Understanding Chaos Engineering for Resilience

Sep 15, 2024

Chaos Engineering Presentation Notes

Introduction

  • Speaker: Ruturaj Kadikar, Senior SRE at Inferacloud Technologies
  • Topic: Chaos Engineering and Litmus Chaos

Overview of Chaos Engineering

  • Definition: Testing the resiliency and reliability of systems through controlled experiments.
  • Key Stats: Major outages in companies like the Federal Aviation Administration due to configuration issues.

Importance of Reliability

  • Reliability: Consistent stable results over time.
  • Metrics:
    • SLA: Service Level Agreement, determines business expectations.
    • MTBF: Mean Time Between Failures; higher MTBF correlates with higher reliability.

Why Test Resilience?

  • Avoids downtimes and mitigates future failures.
  • Provides understanding of system behavior under failure conditions.
  • Increases MTBF, improving reliability and end-user experience.
  • Regulatory Compliance: Some industries require a certain level of resilience and uptime.

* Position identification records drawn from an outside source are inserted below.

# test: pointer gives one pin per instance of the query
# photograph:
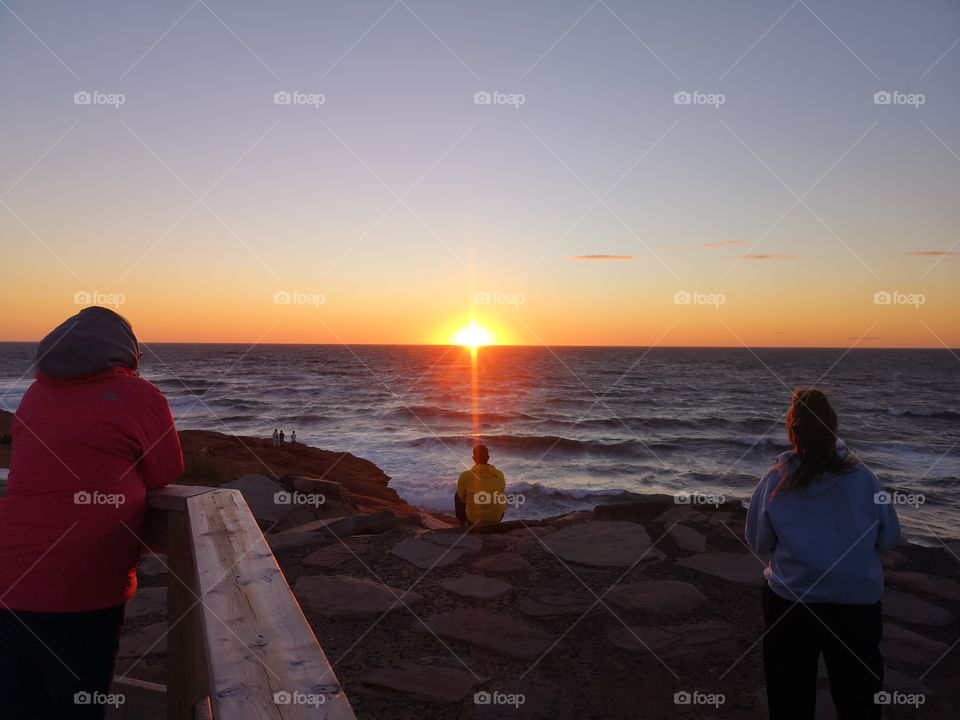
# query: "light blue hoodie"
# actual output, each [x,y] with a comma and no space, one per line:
[825,539]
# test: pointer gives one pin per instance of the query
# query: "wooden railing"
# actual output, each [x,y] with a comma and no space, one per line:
[238,646]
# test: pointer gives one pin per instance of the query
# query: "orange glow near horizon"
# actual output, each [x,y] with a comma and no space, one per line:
[473,336]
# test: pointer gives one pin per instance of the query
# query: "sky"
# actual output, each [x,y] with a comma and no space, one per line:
[563,172]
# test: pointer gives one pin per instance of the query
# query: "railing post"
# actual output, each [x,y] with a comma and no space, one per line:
[187,681]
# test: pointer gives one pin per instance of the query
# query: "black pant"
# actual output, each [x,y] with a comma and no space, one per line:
[52,663]
[849,638]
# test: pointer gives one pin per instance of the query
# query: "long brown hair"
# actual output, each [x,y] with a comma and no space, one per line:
[812,430]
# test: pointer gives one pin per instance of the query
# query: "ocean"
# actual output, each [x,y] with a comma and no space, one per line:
[572,427]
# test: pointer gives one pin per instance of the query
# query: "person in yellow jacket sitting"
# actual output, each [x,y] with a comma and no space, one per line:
[480,497]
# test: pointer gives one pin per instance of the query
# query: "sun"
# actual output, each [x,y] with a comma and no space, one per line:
[473,336]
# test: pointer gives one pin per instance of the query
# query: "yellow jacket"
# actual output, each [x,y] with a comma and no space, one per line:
[481,489]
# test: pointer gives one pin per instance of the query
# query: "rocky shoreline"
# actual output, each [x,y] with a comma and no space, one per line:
[624,611]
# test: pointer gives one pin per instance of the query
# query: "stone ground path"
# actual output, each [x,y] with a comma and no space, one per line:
[582,619]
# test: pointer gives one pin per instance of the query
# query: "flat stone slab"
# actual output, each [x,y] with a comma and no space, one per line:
[333,556]
[911,609]
[602,543]
[503,564]
[151,566]
[670,640]
[905,647]
[434,684]
[477,587]
[680,514]
[493,632]
[339,596]
[459,541]
[427,555]
[260,492]
[147,601]
[657,596]
[148,640]
[289,540]
[688,539]
[343,526]
[737,567]
[554,606]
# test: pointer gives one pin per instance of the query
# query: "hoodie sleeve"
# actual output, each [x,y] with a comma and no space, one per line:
[759,533]
[162,460]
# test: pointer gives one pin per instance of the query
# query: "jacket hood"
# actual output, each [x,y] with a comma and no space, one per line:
[93,340]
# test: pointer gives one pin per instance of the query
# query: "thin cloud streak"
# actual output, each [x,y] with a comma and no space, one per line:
[601,257]
[767,256]
[726,243]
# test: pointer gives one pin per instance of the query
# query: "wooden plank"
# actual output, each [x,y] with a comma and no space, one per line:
[174,497]
[202,710]
[260,649]
[186,665]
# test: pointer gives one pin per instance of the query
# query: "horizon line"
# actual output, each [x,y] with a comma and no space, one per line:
[542,346]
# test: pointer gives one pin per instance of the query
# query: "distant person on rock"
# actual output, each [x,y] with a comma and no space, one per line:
[825,519]
[480,498]
[90,437]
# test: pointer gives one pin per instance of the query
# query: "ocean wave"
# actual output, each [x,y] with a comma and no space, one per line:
[433,411]
[924,414]
[539,500]
[545,444]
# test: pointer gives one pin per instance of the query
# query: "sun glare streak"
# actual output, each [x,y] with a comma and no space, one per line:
[473,336]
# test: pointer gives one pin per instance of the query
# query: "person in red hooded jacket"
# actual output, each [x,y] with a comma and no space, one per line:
[88,439]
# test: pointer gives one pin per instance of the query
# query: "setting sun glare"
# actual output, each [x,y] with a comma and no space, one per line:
[473,336]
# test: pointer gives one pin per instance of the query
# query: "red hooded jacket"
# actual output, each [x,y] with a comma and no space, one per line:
[84,452]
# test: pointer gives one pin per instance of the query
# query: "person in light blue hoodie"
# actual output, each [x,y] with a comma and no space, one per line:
[824,518]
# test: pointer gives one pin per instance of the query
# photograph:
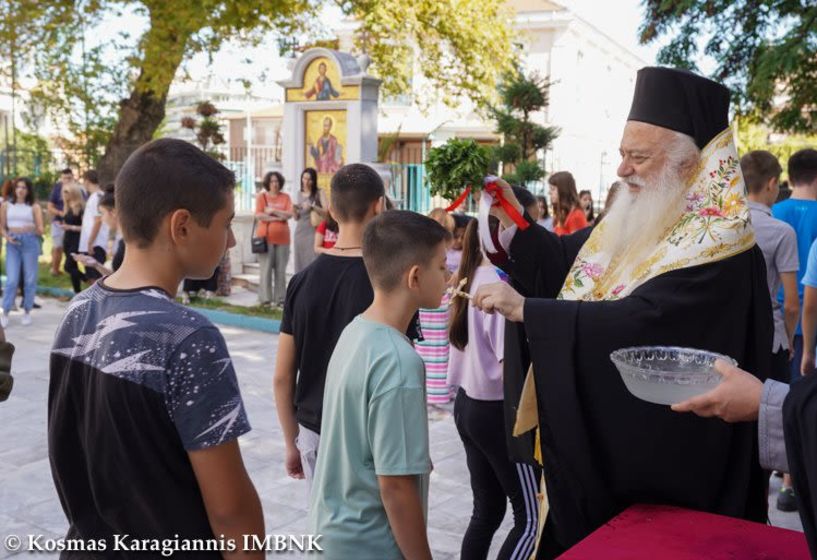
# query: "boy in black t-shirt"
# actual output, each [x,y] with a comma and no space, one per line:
[144,409]
[321,300]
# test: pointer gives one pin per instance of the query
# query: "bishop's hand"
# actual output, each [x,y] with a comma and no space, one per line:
[501,298]
[735,399]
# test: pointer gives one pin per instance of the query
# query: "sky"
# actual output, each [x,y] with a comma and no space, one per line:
[619,19]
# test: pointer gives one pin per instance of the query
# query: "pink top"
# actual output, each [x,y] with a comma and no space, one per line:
[478,368]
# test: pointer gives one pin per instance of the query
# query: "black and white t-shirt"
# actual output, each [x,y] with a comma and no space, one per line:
[137,381]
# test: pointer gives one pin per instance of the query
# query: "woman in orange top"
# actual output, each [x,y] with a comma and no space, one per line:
[568,215]
[273,209]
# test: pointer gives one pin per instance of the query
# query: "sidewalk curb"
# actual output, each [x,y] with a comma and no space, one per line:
[225,318]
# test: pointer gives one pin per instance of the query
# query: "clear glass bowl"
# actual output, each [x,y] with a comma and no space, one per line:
[667,374]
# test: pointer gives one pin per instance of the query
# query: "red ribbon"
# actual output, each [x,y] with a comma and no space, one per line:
[510,209]
[460,199]
[499,200]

Specific Challenges in Kubernetes

  • Kubernetes operates in high-availability mode, but complexity and interdependencies can lead to issues.
  • Potential for human errors and the rapid evolution of Kubernetes may cause unnoticed failures.

Failure Domains in Kubernetes

  1. Network Issues: Packet loss, latency, jitter.
  2. Pod Crashes: Abrupt crashes, image pull issues, kubelet/container runtime failures.
  3. Node Issues: Resource saturation, abrupt node termination.
  4. Load Patterns: Testing with bursty or spiky load patterns.
  5. Configuration Errors: Random changes in environment variables, service dependencies.

Failure Domains Beyond Kubernetes

Databases

  • Network Partitioning: Can cause data inconsistency, split-brain scenarios.
  • Time Travel Issues: NTP synchronization problems leading to data inconsistencies.
  • Access Issues: Incorrect credentials affecting database access.

Cloud Services

  • Instance Termination: Evaluate impact of abrupt instance terminations.
  • Security Group Configuration: Changes leading to business losses through disrupted communication.
  • Load Balancers: Testing under heavy load and draining targets.

Principles of Chaos Engineering

  1. Hypothesize: Understand the steady state of the system.
  2. Identify Failure Domains: Where things can go wrong.
  3. Run Experiments: Verify hypotheses against real-world scenarios.
  4. Mitigation: Implement improvements based on findings.

Tools for Chaos Engineering

  • Popular tools: Litmus Chaos, Gremlin, Chaos Monkey, Chaos Mesh, AWS FIS.
  • Litmus Chaos:
    • Open-source, flexible, good integration with AWS SSM.
    • Can execute chaos in centralized or distributed environments.

Running Chaos Experiments with Litmus

  1. Setup: Deploy Litmus on an EKS cluster and have monitoring via Prometheus.
  2. Chaos Scenarios: Define and execute chaos scenarios (e.g., memory hog).
  3. Observability: Integrate with Prometheus and Grafana to monitor chaos impacts.

Example Chaos Experiments

Memory Hog Experiment

  • Induces memory pressure on a pod and monitors the impact.

Security Group Change Experiment

  • Change security group settings using AWS SSM documents.
  • Evaluate the system's responsiveness and alerts for connectivity issues.

Conclusion

  • Chaos Engineering is essential for improving system reliability and resilience.
  • Regular chaos testing should be part of ongoing practices in organizations.
  • Benefits of using Litmus Chaos include open-source flexibility and centralized chaos execution.